My Desdemona

I’m not sure how to write, what to say. I’ve been thinking about the book all week. I’ve started several blog posts—then scrapped them when they failed to communicate my thoughts satisfactorily. I could sum up my message with three words: Read the book—but that wouldn’t relieve the duty I feel toward my readers. The basis is something I’ve discussed with a literature professor many times—how can a fiction carry any truth at all, and why are the most profound truths found within their pages?

I started Middlesex, by Jeffrey Eugenides, several weeks ago at the suggestion of said literature professor. I was at first appalled, then entranced, by the story. I couldn’t devote much time to it because of more pressing college obligations so it languished on my ipod reader during reading and finals weeks. Then I lost the ipod for a month (it was in a seldom-used backpack pocket) and I was occupied with demands vacations invariably bring. I finished the book after I found an audio version to accompany me during my solo cross-country drive back to Arizona.

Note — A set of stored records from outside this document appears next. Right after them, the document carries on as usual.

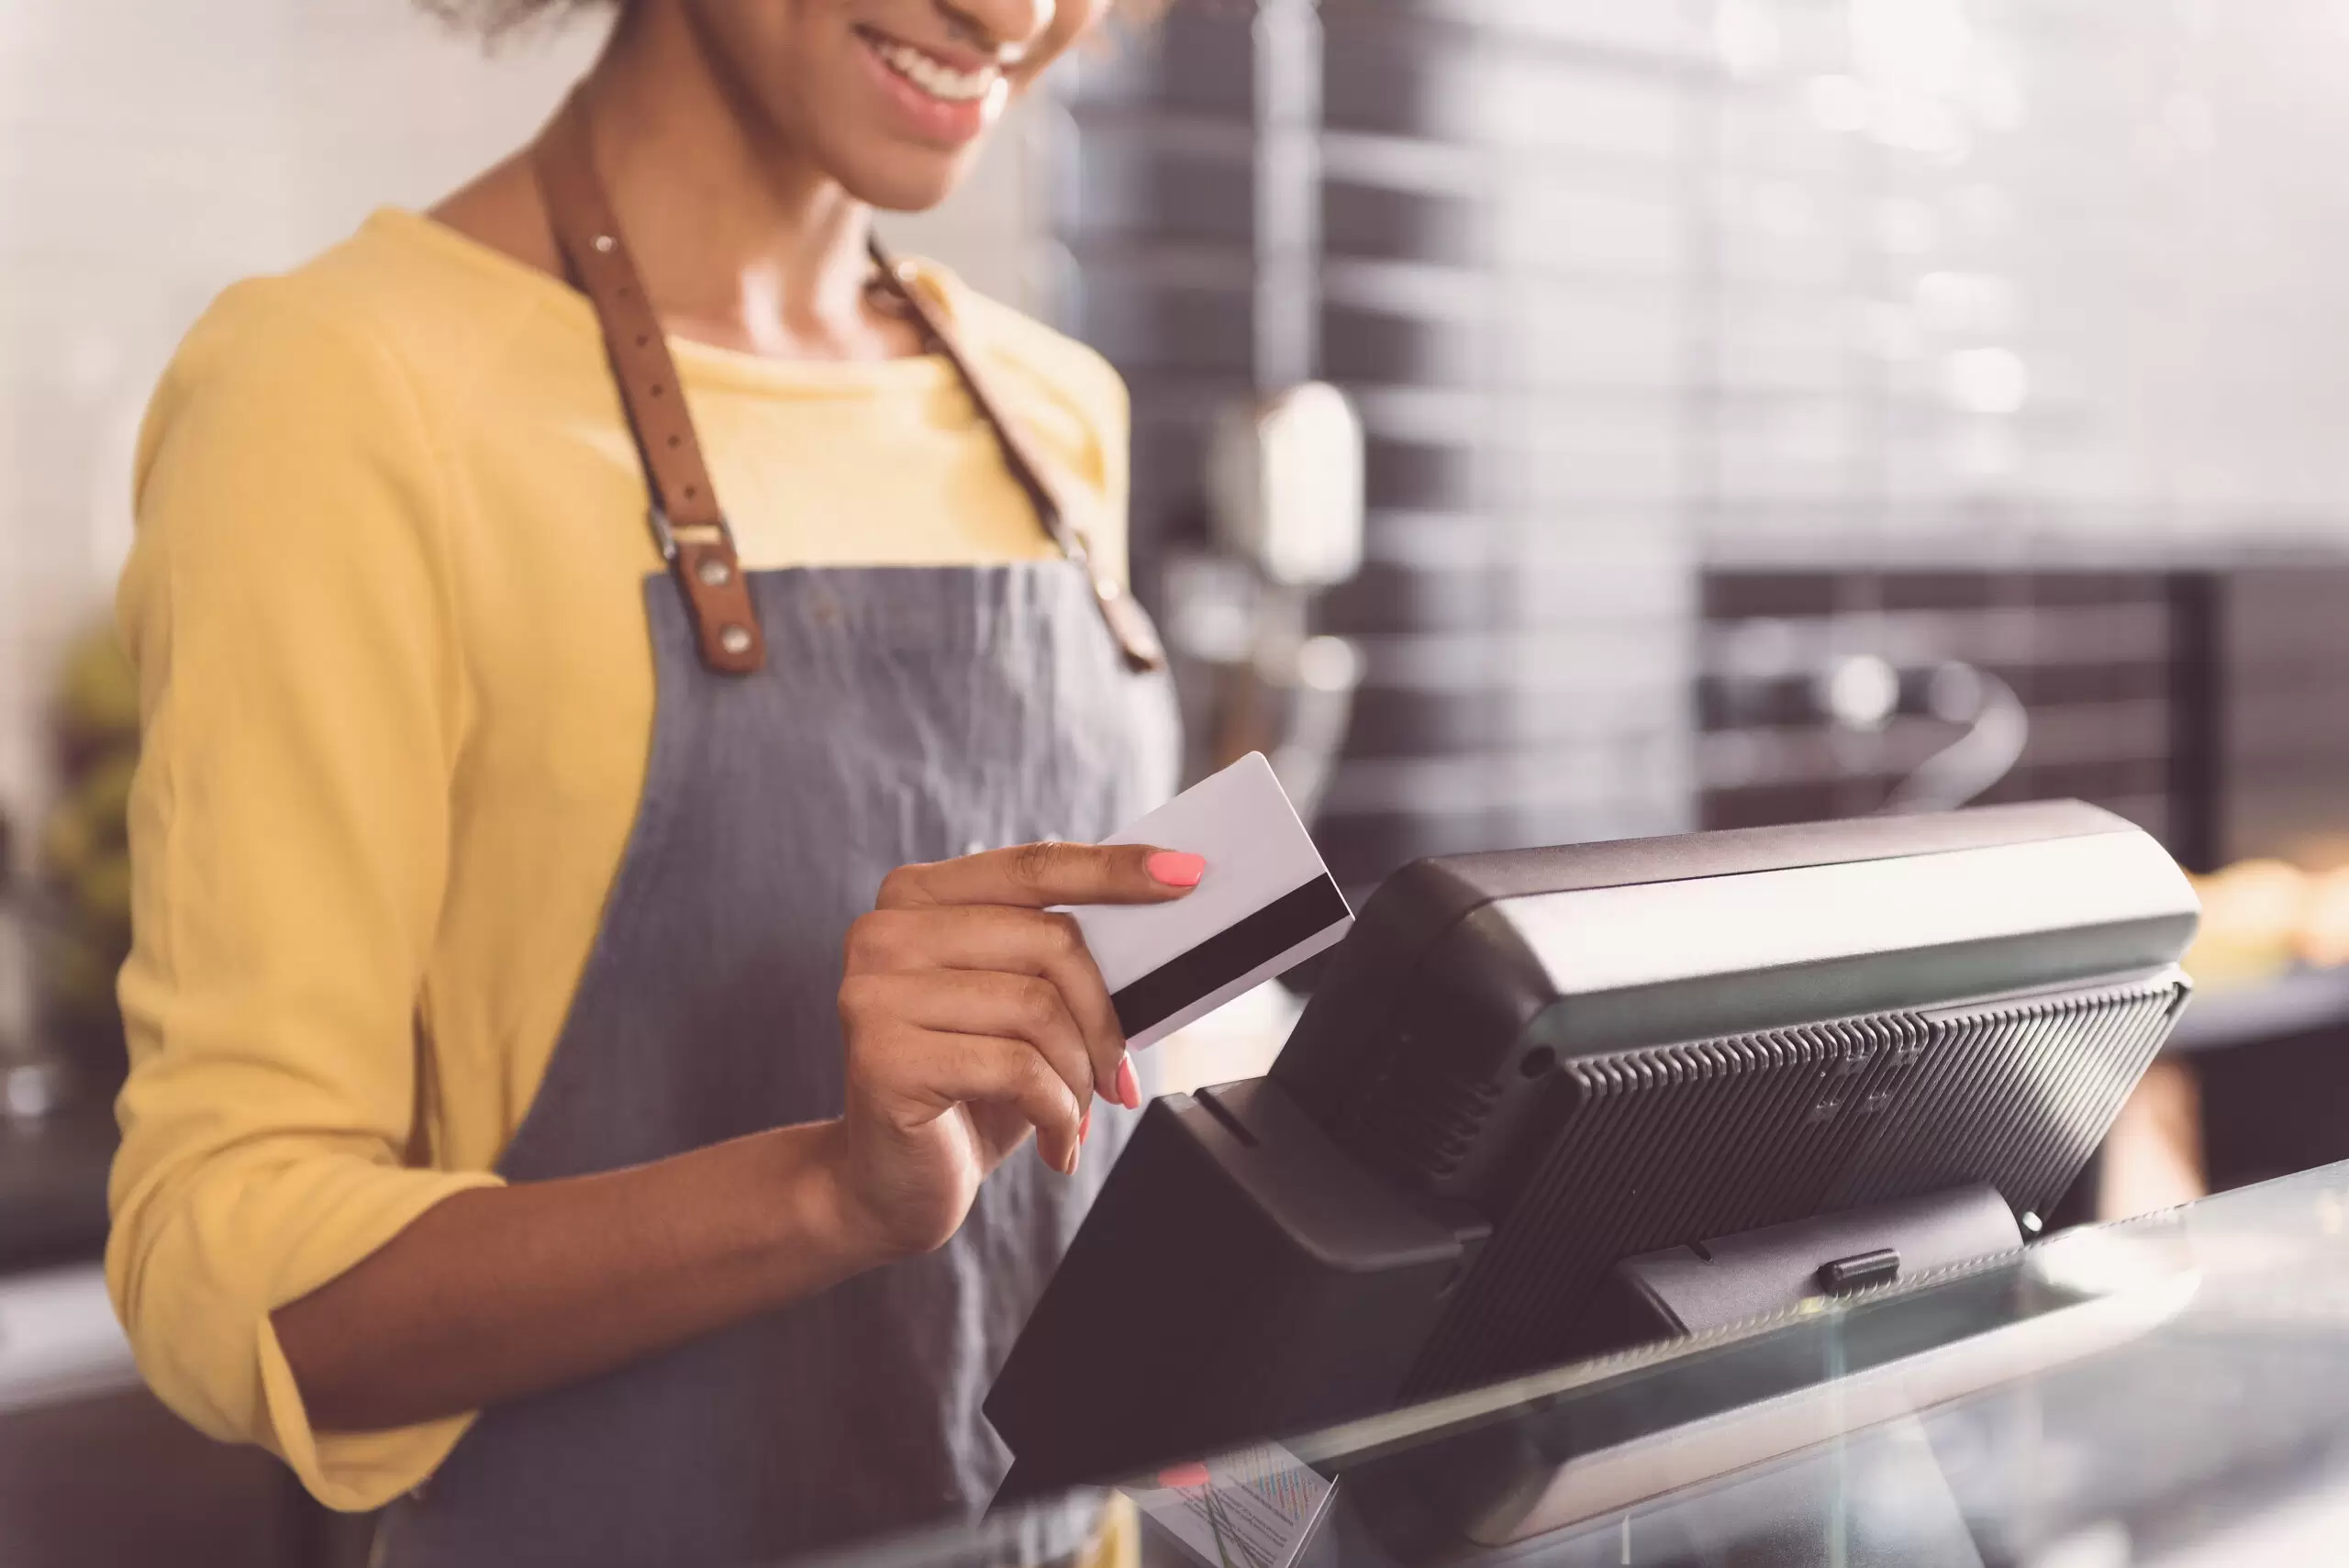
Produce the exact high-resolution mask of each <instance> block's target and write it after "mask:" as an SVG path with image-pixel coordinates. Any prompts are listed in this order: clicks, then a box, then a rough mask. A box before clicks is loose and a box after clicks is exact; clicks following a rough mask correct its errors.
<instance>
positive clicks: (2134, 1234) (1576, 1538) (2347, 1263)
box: [834, 1164, 2349, 1568]
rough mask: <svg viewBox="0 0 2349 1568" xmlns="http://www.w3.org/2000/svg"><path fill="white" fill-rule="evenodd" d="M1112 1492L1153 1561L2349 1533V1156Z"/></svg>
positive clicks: (1939, 1554) (914, 1553) (2143, 1556)
mask: <svg viewBox="0 0 2349 1568" xmlns="http://www.w3.org/2000/svg"><path fill="white" fill-rule="evenodd" d="M1102 1397H1104V1399H1113V1397H1116V1392H1113V1383H1111V1380H1104V1394H1102ZM1102 1498H1104V1505H1106V1507H1109V1516H1111V1519H1113V1521H1116V1528H1113V1530H1111V1537H1113V1547H1116V1549H1113V1552H1106V1554H1104V1556H1109V1559H1111V1561H1118V1559H1123V1561H1125V1563H1132V1561H1135V1556H1139V1561H1142V1563H1144V1566H1149V1568H1160V1566H1163V1568H1196V1566H1200V1563H1205V1566H1207V1568H1332V1566H1337V1563H1346V1566H1353V1563H1362V1566H1374V1568H1386V1566H1398V1568H1416V1566H1421V1563H1445V1566H1452V1563H1494V1566H1499V1563H1557V1566H1576V1568H1579V1566H1583V1563H1588V1566H1607V1568H1621V1566H1642V1568H1647V1566H1658V1568H1661V1566H1668V1563H1670V1566H1682V1563H1684V1566H1691V1568H1764V1566H1769V1568H1776V1566H1781V1563H1785V1566H1795V1563H1820V1566H1828V1563H1832V1566H1837V1568H1879V1566H1882V1568H1891V1566H1900V1568H1940V1566H1952V1568H1954V1566H1964V1568H1985V1566H1999V1563H2015V1566H2030V1568H2123V1566H2140V1563H2166V1566H2168V1563H2175V1566H2201V1563H2335V1561H2340V1563H2349V1164H2342V1167H2326V1169H2318V1171H2307V1174H2302V1176H2290V1178H2283V1181H2274V1183H2267V1185H2257V1188H2246V1190H2239V1192H2227V1195H2220V1197H2210V1199H2206V1202H2199V1204H2192V1207H2187V1209H2173V1211H2168V1214H2156V1216H2147V1218H2140V1221H2128V1223H2121V1225H2107V1228H2084V1230H2069V1232H2062V1235H2055V1237H2048V1239H2046V1242H2039V1244H2037V1246H2032V1249H2027V1251H2025V1253H2013V1256H2006V1258H1997V1261H1987V1263H1983V1265H1973V1268H1966V1270H1954V1272H1945V1275H1940V1277H1929V1279H1917V1282H1907V1284H1900V1286H1893V1289H1884V1291H1877V1293H1870V1296H1860V1298H1849V1300H1839V1303H1837V1300H1818V1303H1806V1307H1804V1310H1802V1312H1795V1314H1790V1317H1781V1319H1769V1322H1757V1324H1748V1326H1743V1329H1736V1331H1724V1333H1715V1336H1703V1338H1694V1340H1677V1343H1672V1345H1663V1347H1654V1350H1644V1352H1630V1354H1621V1357H1609V1359H1602V1361H1586V1364H1579V1366H1567V1368H1557V1371H1550V1373H1541V1376H1534V1378H1522V1380H1515V1383H1508V1385H1499V1387H1492V1390H1480V1392H1473V1394H1459V1397H1449V1399H1440V1401H1433V1404H1426V1406H1414V1408H1405V1411H1393V1413H1384V1415H1377V1418H1369V1420H1358V1422H1351V1425H1346V1427H1337V1430H1327V1432H1311V1434H1285V1437H1280V1439H1278V1441H1268V1444H1261V1446H1254V1448H1247V1451H1240V1453H1229V1455H1200V1460H1196V1462H1179V1465H1167V1467H1160V1469H1158V1472H1156V1474H1149V1476H1130V1479H1125V1481H1120V1483H1116V1486H1113V1488H1111V1491H1104V1493H1102ZM1128 1505H1132V1507H1128ZM1019 1523H1022V1519H1019V1512H1017V1509H1003V1512H998V1514H994V1516H989V1519H984V1521H975V1523H970V1526H961V1528H949V1530H935V1533H928V1535H916V1537H904V1540H890V1542H871V1545H867V1547H862V1549H857V1552H850V1554H841V1556H839V1559H834V1561H860V1563H890V1566H902V1568H949V1566H951V1568H958V1566H961V1563H1005V1561H1017V1556H1019V1554H1017V1549H1015V1547H1012V1542H1017V1540H1019V1537H1022V1528H1019ZM1135 1537H1137V1540H1135Z"/></svg>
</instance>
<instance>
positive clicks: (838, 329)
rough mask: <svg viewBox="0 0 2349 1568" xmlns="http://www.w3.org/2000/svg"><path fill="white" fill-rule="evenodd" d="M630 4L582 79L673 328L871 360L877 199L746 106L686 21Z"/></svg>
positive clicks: (674, 8) (784, 356) (886, 351)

Middlesex is a long story. It contains thorough explanations and ample background by going back several generations to life in Greek Turkey. It tells of the tensions and uncertainties of immigration, practices and rituals that had to be reexamined in the new land, and the resignation and commitment to the new culture so necessary for immigrants—then and now—to succeed in their new surroundings. But this is only a primer, a  foretaste of the real story.

The first irony appears when the immigrants readily disregard their rich heritage yet hold their children rigidly to their own ideals—ideals so strong that parents fail to comprehend the possibility that things could be different, ideals so strong that children refuse to entertain the possibility of reconciliation with parents. In this manner, life moves on—parents unable to see any deviation in their children's lives, children unable to level with parents. When Calliope discovers privately that she is not the girl her parents raised her as, and after her parents are incapable of reacting to facts, she runs away from home to live as the boy she always was. Now Cal instead of Calli, he returns home later to find (conveniently for the author, perhaps?) his father dead, and his mother and brother as he left them. Much is written about this time of reconciliation but I’ll leave that part unspoiled, leaving buried wisdom to be uncovered by readers of the story as was surely intended by the author.

Although Middlesex is a rich trope of the dilemma faced by immigrants to new worlds, I find it an apt metaphor of the quandary every parent must face when expectations are defeated, ideals are unrealized, and the unthinkable becomes reality. Yet it goes beyond parents, to all people; changes are happening all around us, how will we respond?

Isabel Wilkerson writes in The Warmth of Other Suns on the topic of immigration, “Was it a braver thing to stay, or was it a braver thing to go?” I don’t think this question has an answer, but it frames the dissonance that each need be prepared to confront. Middlesex is an extraordinary tale of expectations, change, and reconciliation. It allows momentary contact with—as all great fictions do—the irrefutable and immovable elements in the world around us that we call truth.